With the creation of the Weimar Republic (German state) following the war, which lasted from 1918 until Hitler’s election as chancellor in 1933, censorship was temporarily lifted in all German media, opening a window of opportunity for filmmakers. Early in 1919, Hirschfeld and Oswald collaborated on Anders als die Andern (translated from the German as “Different from the Others”) staring Conrad Veidt, who later, along with his Jewish wife, fled Nazi Germany for, first, England, and then emigrated to the United States where he was cast as Major Strasser in Casablanca alongside Humphrey Bogart and Ingrid Bergman.

(l) Conrad Veidt, (r) Fritz Schulz
Within a year of Different from the Others’ release, German studios had produced an estimated 150 “enlightenment films” with sexual themes. The public backlash they provoked led to the reintroduction of censorship, with Different from the Others at the center of the controversy; it was banned in 1920 and survives today only in fragments. When the Nazis came to power they destroyed most copies of it, calling it “decadent art,” and any remaining copies were lost as a result of Allied bombing of Berlin during World War II.
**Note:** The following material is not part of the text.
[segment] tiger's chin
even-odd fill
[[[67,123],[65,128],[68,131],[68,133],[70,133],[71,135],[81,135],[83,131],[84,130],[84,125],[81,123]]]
However, parts of the film had been included in a 1927 release called Laws of Love, in which Dr. Hirschfeld gives lectures about sex and reproduction. It is from those edited-in bits of Laws of Love that Outfest UCLA Legacy Project restored Different from the Others to the extent possible. The Legacy Project is a partnership between Outfest, Los Angeles’ LGBTQ+ film festival, and the UCLA (University of California, Los Angeles) Film and Television Archive, and thanks to them we have a remarkable window into gay life a century ago, and a timely warning about what can be lost if we slide into fascism.